Men Get Resting B***h Face Too, But No One Tells Them To “Smile More”
"You'd be so handsome if you just smiled more."
Stop telling women to smile more.
Why do men expect women to be smiley and happy and perfect all the time?
This is real life — not a shampoo commercial.
Since when are women not allowed to express a wide range of emotions just like men?
Ohhhh, it's because you think it makes us more attractive? I forgot women exist solely for your viewing pleasure! Silly me . . .
And why is it socially acceptable to label any woman who dares to wear a passive expression a "bitch"? What's a girl to do when she's not mad but her face is? We're looking at you, K-Stew.
Any woman who isn't constantly smiling like a beauty pageant queen gets villainized for being expressionless.
Meanwhile, any brooding man just gets called a handsome heartthrob.
Or he gets called Kanye West.
But I digress . . .
The entire concept of the resting bitch face is nothing short of sexist. It's a concrete example of the gender bias and societal norms that cause us to expect women to look happy and pretty 24/7.
Even more concerning, anytime a catcaller on the street tells a woman, "Smile, beautiful!" this seemingly harmless comment is a subtle reminder to women that their body is not 100% their own.
RBFs are always unfairly applied to women, but science proves men actually have them too.
A study by Jason Rogers and Abbe Macbeth, researchers from Noldus Information Technology, used the company's FaceReader software to analyze the faces of various celebrities.
In an attempt to learn why some faces are perceived as "bitchy," they included celebrities who have been known to have less-than-happy looks on their faces such as Kristen Stewart, Anna Kendrick, Kanye West, and Queen Elizabeth II.
The scientists found that RBFs occur among both male and female faces equally.
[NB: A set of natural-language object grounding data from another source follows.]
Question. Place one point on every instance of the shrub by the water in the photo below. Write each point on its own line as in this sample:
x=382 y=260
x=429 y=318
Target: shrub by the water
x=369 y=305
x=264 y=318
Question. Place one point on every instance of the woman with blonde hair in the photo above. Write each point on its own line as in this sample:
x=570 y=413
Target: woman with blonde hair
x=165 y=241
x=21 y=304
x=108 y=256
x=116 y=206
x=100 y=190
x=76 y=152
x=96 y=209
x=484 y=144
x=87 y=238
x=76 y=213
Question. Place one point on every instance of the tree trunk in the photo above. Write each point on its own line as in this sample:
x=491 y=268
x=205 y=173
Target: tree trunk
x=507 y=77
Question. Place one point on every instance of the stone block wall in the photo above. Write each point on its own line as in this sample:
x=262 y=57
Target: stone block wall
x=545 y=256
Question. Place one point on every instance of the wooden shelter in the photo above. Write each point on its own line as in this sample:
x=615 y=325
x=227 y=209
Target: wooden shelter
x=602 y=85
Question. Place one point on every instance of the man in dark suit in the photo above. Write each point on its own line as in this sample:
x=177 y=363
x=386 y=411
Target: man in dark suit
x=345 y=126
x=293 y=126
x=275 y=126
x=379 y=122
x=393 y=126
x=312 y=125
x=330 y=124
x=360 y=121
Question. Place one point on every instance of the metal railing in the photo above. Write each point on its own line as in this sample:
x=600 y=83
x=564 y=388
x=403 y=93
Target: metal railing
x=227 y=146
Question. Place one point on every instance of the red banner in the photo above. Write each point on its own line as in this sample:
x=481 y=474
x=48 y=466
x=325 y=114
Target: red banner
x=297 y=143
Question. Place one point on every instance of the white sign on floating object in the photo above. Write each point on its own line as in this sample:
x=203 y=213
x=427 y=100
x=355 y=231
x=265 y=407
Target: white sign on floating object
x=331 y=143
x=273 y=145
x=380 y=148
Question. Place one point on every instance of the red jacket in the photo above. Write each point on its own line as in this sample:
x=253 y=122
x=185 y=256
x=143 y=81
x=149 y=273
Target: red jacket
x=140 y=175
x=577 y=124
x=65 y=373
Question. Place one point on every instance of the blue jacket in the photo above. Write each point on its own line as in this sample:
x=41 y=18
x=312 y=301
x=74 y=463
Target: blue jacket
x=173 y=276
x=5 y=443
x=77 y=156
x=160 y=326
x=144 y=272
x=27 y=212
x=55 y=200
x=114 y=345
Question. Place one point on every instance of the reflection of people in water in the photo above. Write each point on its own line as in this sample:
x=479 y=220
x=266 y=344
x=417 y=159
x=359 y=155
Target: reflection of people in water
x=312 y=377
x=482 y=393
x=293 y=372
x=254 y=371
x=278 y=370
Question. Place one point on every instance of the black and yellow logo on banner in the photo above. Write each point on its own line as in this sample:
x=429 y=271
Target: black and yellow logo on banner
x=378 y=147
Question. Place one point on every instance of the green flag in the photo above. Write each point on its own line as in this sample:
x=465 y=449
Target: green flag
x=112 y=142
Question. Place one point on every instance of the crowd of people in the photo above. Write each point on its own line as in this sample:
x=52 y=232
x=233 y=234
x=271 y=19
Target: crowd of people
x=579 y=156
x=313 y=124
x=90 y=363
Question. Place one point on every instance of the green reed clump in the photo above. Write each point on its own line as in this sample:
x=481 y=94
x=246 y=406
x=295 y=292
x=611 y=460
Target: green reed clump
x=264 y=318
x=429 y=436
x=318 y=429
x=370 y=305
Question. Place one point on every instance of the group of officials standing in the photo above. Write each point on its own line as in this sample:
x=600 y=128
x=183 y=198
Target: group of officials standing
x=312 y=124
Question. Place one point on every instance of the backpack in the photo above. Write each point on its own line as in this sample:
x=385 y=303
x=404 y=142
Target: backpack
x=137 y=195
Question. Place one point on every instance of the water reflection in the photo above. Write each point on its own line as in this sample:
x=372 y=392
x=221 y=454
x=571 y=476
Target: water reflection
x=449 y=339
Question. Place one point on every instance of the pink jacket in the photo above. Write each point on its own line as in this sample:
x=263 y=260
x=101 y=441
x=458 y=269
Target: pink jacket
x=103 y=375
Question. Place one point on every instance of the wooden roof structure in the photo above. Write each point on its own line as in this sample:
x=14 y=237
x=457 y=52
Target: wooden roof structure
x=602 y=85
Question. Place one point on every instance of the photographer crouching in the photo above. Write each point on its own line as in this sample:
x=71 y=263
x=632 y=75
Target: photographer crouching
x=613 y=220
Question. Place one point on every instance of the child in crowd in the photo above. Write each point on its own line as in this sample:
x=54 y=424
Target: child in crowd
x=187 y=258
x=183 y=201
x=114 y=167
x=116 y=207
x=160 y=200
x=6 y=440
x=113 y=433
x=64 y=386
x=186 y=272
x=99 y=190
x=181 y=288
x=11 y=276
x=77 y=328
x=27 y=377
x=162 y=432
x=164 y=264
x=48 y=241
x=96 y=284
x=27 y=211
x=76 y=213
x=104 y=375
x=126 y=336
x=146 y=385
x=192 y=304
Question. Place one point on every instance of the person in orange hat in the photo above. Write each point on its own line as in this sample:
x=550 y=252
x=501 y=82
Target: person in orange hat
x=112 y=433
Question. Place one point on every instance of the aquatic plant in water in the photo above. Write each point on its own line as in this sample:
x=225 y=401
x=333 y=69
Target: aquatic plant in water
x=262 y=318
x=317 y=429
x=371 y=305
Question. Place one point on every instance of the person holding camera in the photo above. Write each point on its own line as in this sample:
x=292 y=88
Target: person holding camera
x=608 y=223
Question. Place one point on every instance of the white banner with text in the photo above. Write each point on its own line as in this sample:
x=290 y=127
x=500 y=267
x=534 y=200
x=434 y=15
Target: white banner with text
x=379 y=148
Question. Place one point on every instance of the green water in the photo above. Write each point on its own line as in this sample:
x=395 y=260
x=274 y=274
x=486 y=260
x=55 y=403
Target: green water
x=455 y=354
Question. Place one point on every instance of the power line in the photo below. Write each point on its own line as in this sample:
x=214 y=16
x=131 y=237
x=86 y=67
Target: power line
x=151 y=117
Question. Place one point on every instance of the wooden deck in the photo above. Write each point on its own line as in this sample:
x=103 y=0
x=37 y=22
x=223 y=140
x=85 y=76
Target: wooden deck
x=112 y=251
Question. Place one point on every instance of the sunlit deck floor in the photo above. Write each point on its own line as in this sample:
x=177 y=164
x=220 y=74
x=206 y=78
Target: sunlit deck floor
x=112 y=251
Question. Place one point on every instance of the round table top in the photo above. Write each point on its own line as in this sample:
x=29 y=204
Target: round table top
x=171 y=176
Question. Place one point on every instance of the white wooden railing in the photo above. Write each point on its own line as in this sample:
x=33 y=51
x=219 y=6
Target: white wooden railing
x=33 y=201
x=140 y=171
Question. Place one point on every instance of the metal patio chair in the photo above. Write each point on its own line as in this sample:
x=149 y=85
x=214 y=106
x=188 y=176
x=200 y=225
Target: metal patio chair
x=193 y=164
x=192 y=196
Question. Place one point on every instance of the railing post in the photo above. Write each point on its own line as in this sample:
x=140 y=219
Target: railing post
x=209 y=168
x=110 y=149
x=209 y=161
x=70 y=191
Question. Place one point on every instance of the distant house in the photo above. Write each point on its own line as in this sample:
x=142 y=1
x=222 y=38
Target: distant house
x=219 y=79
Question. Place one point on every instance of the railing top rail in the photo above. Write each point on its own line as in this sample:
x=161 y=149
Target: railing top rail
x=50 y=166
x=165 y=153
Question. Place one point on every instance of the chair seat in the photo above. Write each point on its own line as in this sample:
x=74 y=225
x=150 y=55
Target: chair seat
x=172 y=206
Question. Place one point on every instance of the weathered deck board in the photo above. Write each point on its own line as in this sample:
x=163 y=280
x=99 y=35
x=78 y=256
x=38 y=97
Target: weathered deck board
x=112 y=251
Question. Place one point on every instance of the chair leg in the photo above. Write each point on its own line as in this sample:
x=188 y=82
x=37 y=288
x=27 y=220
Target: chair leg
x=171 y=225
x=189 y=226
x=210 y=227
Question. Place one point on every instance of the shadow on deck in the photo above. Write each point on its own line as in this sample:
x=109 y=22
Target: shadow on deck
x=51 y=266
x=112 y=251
Even more interesting, they noticed that these so-called resting bitch faces showed more underlying emotions than more pleased-looking faces.
Most neutral faces register a 97% neutral rating with 3% underlying emotion on average. However, people with RBFs register 6% underlying emotion on average. This causes us to perceive emotions like sadness, anger, or contempt.
On the other end of the spectrum, some people actually have resting happy faces. Celebrities like Jennifer Aniston and Blake Lively are perceived as making happy faces even when their facial expressions are neutral.
So the next time you're tempted to mock a female celebrity for her RBF or catcall a woman on the street, please keep your thoughts on their bodies to yourself.
Women don't automatically owe you anything — not even a smile.